Innovation is urgently needed for conditions with limited or no treatment options. A breakthrough in this space comes from Healx, a Cambridge-based biotech pioneering AI-driven drug discovery, which has recently dosed the first patient in its Phase 2 trial for a potential first-in-class therapy for neurofibromatosis type 1 (NF1).
A critical unmet need in NF1
NF1 is a rare genetic disorder affecting 1 in 2,500 people worldwide, causing tumours to grow along nerves. These tumours can lead to pain, disfigurement and severe complications, often manifesting in childhood. Despite the condition’s impact, treatment options remain extremely limited. Today, patients must often choose between invasive surgeries or existing therapies that may only work for some patients and come with significant side effects.
The trial offers a completely new approach — one that prioritises both safety and effectiveness. By targeting the root cause of NF1 nerve tumours, this drug has the potential to bring real change to a community that has long faced difficult trade-offs.
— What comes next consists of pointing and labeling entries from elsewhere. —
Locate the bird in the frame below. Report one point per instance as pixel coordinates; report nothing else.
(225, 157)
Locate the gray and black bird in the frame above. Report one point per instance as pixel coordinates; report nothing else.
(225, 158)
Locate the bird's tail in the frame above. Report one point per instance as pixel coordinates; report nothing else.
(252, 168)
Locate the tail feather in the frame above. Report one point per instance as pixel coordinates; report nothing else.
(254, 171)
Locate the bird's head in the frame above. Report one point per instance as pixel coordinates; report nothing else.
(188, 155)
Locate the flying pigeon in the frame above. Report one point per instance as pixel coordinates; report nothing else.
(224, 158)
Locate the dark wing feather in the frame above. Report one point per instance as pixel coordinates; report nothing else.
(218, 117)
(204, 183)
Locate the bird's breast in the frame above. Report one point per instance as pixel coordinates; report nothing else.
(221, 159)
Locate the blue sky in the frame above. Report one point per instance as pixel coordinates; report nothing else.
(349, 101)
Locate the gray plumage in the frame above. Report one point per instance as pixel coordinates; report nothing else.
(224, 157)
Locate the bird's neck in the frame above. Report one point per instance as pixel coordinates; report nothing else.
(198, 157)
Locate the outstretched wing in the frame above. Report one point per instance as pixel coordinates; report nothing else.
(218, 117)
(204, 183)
With 95% of rare diseases still lacking
approved treatments, the need for
innovation has never been greater.
From AI discovery to clinical trial
The therapy was discovered using Healx’s proprietary AI platform, which scans vast biomedical datasets to uncover hidden connections between diseases and potential treatments. Unlike traditional drug discovery, which can take decades and billions in investment, AI can accelerate this process significantly — bringing new medicines to patients faster.
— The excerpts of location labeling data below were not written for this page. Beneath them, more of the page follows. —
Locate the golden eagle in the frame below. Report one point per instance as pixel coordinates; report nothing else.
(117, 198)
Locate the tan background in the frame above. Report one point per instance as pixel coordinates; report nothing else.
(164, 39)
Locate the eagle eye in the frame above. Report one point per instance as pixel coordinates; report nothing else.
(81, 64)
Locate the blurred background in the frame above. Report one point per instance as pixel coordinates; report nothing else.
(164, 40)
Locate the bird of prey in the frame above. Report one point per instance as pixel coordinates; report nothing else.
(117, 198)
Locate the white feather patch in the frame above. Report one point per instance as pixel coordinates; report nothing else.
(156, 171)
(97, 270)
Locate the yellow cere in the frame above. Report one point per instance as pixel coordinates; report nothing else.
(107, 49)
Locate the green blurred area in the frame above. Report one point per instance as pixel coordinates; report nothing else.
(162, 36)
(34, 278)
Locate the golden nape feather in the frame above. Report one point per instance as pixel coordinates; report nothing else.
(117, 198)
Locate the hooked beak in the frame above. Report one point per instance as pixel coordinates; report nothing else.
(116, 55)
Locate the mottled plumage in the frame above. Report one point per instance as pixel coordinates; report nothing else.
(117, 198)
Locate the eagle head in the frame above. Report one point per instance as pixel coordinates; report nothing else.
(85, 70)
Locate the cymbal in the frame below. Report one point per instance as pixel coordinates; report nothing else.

By leveraging AI, Healx identified the therapy as a promising candidate with a novel mechanism of action — something that no other approved NF1 drug currently offers. The therapy is designed to target NF1 tumours in a fundamentally different way, with the goal of reducing tumour growth while avoiding the significant side effects of existing options. Now, this AI-driven discovery is moving into the INSPIRE-NF1 Phase 2 trial, enrolling adult patients in the US. If successful, it could not only provide a safe and effective treatment option but also pave the way toward a future where patients no longer have to choose between treatment effectiveness and quality of life.
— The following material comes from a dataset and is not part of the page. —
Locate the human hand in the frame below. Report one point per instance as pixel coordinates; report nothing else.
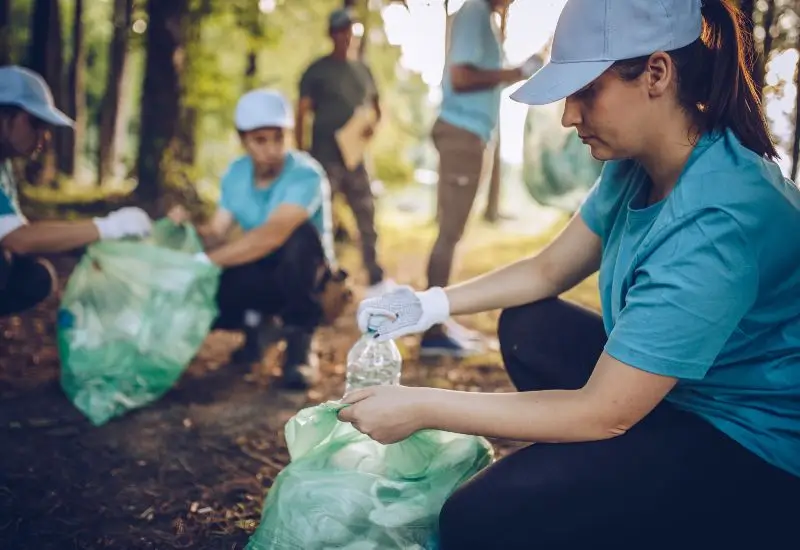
(178, 214)
(403, 311)
(125, 222)
(387, 414)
This milestone is the result of relentless dedication from Healx’s team, the NF1 patient community, and partners such as the Children’s Tumor Foundation and the NF Clinical Trials Consortium. Their collaboration ensures that scientific progress translates into meaningful impact for those who need it most.
A mission to leave no patient behind
Healx was founded with a clear mission: no rare disease patient should be left behind. With 95% of rare diseases still lacking approved treatments, the need for innovation has never been greater.
By combining AI, patient insights, and expert-driven drug development, Healx is helping to redefine how we tackle some of the world’s most challenging diseases. This therapy is just one example of how technology and collaboration can accelerate breakthroughs where they are needed most.
This stands as a beacon of progress and hope; not just for NF1 patients but for the entire rare disease community. With each breakthrough, we move closer to a world where every patient has access to the treatment they deserve.